Al concluir la Audiencia General celebrada en el Aula Pablo VI, el Papa León XIV convocó a los fieles a participar el próximo 22 de agosto en una jornada de oración y ayuno por la paz, coincidiendo con la memoria litúrgica de la Santísima Virgen María, Reina. La iniciativa se enmarca en el contexto de los conflictos armados activos en diversas regiones, entre ellas Tierra Santa y Ucrania.
Durante su mensaje, el Pontífice pidió invocar la intercesión de María para que “el Señor enjugue las lágrimas de quienes sufren a causa de los conflictos armados en curso”. Señaló que la Virgen es reconocida como Reina de la Paz y reiteró que la oración colectiva puede contribuir a la construcción de justicia y reconciliación.
En su catequesis, León XIV abordó el perdón como elemento central para la paz, indicando que “sin perdón nunca habrá paz”. El Papa vinculó esta reflexión con el gesto de Jesús en la Última Cena, al ofrecer pan a quien lo traicionaría, como símbolo de una respuesta no violenta ante el daño. Según su planteamiento, el perdón no elimina el mal, pero puede impedir su reproducción.

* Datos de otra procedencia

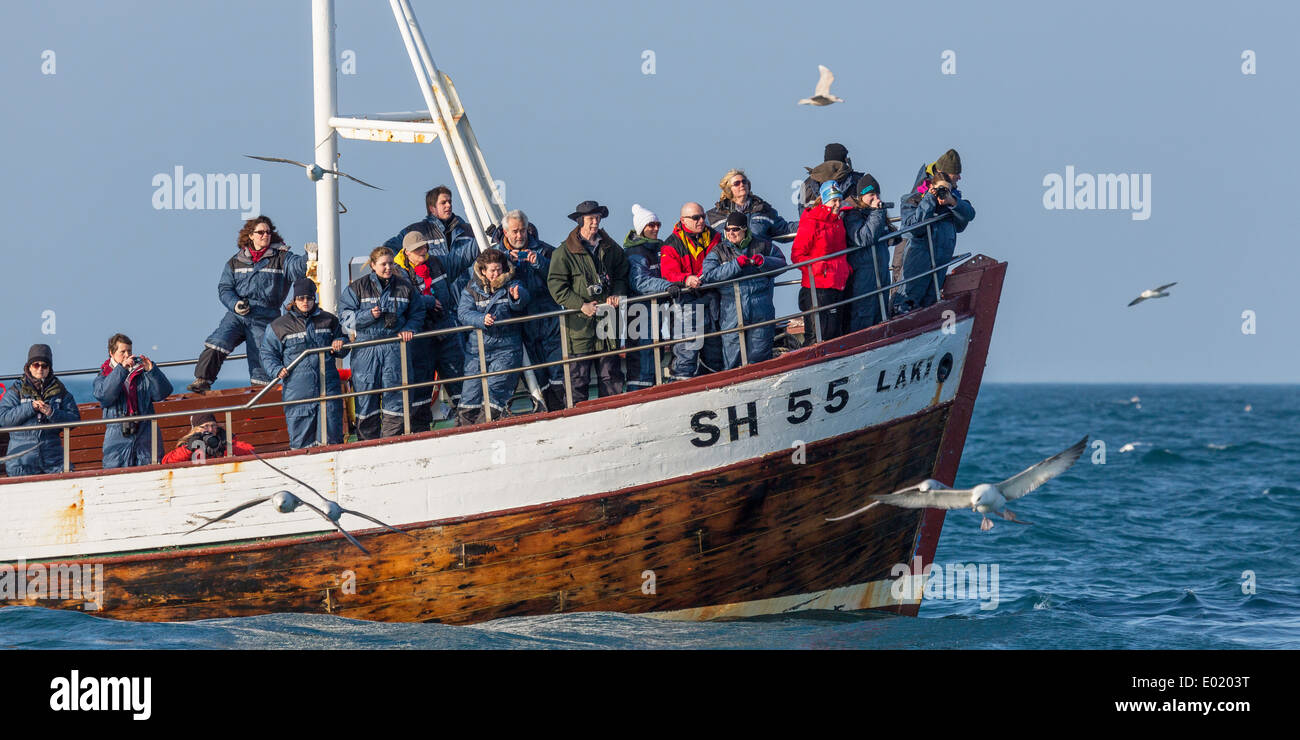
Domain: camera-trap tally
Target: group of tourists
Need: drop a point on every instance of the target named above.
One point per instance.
(430, 276)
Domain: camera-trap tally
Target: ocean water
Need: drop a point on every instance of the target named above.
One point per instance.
(1187, 536)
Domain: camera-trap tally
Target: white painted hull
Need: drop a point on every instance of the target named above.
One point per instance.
(466, 474)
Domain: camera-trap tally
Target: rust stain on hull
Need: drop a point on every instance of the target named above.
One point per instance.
(746, 533)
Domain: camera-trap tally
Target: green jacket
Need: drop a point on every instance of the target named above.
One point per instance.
(572, 273)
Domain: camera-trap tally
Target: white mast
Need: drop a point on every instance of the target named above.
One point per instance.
(325, 152)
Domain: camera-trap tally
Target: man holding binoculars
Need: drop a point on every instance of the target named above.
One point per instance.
(590, 271)
(934, 194)
(129, 385)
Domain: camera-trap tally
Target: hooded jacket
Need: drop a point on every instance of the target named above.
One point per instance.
(644, 271)
(456, 241)
(482, 297)
(822, 233)
(755, 295)
(16, 410)
(399, 298)
(290, 336)
(442, 272)
(533, 276)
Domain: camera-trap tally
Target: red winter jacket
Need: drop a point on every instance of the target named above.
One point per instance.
(822, 233)
(676, 263)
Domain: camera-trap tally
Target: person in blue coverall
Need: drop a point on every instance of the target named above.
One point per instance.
(863, 225)
(38, 397)
(378, 304)
(129, 385)
(445, 232)
(494, 294)
(433, 276)
(739, 254)
(934, 195)
(641, 246)
(252, 288)
(531, 259)
(304, 327)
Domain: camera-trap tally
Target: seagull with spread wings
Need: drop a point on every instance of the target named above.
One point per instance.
(822, 95)
(1148, 294)
(984, 498)
(313, 171)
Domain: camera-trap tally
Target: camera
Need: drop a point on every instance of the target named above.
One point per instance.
(212, 445)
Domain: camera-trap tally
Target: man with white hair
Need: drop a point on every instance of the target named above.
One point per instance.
(531, 258)
(681, 259)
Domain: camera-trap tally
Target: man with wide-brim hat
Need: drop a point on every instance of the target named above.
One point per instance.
(934, 194)
(38, 397)
(589, 269)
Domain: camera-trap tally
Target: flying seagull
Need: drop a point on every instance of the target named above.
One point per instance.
(313, 171)
(822, 95)
(984, 497)
(1148, 294)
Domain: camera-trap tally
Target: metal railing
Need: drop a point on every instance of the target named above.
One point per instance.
(657, 346)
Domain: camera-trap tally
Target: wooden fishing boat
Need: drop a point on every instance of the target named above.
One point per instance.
(702, 498)
(698, 500)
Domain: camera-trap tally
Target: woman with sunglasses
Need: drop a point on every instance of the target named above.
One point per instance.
(765, 223)
(37, 398)
(254, 285)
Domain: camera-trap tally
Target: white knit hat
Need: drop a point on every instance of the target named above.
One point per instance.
(641, 216)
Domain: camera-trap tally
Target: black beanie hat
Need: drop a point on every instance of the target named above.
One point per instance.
(304, 286)
(39, 353)
(835, 152)
(949, 163)
(867, 184)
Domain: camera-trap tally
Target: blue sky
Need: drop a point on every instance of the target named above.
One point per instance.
(564, 113)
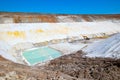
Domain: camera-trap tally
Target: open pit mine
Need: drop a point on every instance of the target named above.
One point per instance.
(59, 47)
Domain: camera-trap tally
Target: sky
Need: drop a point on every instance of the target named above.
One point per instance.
(62, 6)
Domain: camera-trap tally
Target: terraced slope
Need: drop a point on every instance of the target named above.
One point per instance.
(107, 48)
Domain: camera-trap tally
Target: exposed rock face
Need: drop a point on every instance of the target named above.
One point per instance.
(107, 48)
(13, 71)
(52, 18)
(86, 68)
(68, 67)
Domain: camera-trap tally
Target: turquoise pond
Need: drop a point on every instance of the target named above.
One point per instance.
(42, 54)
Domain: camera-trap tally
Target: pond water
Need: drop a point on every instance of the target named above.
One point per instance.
(42, 54)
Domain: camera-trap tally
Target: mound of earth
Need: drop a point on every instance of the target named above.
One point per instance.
(14, 71)
(86, 68)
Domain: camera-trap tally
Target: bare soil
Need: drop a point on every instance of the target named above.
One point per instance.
(68, 67)
(86, 68)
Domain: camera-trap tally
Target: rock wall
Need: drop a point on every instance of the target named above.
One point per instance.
(52, 18)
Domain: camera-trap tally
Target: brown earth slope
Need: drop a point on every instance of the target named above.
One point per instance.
(68, 67)
(88, 68)
(6, 17)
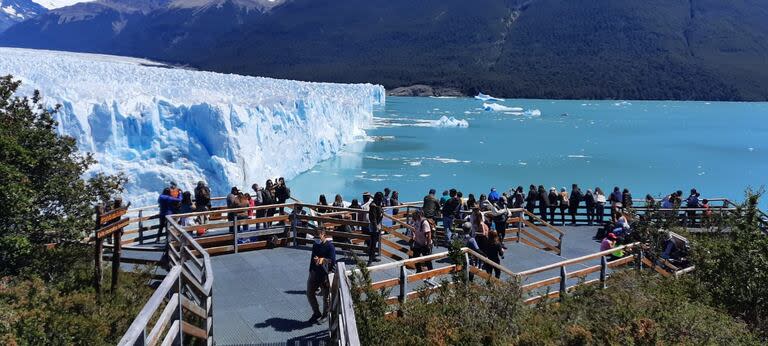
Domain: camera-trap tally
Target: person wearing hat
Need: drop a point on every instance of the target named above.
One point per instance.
(175, 193)
(232, 202)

El llamado papal incluyó una exhortación a los peregrinos polacos presentes en Roma y a los del Santuario de Nuestra Señora de Jasna Góra, en Polonia, para que incluyan en sus intenciones la paz mundial, con énfasis en las regiones afectadas por conflictos armados. También se refirió a la necesidad de una paz “desarmada”, en contraste con las dinámicas bélicas que persisten.
El Papa realizó el día anterior una visita privada a la ermita de la Mentorella, en Guadagnolo, donde encendió una vela como signo de oración por la paz. Al regresar por la noche al Vaticano desde Castel Gandolfo, expresó ante periodistas que la oración es necesaria para sostener la esperanza.
La convocatoria se suma a otras iniciativas promovidas por el Vaticano en años recientes, orientadas a fomentar espacios de reflexión y acción espiritual frente a escenarios de violencia. La jornada del 22 de agosto se presenta como una expresión simbólica de unidad entre creyentes, en medio de tensiones geopolíticas que continúan sin resolución.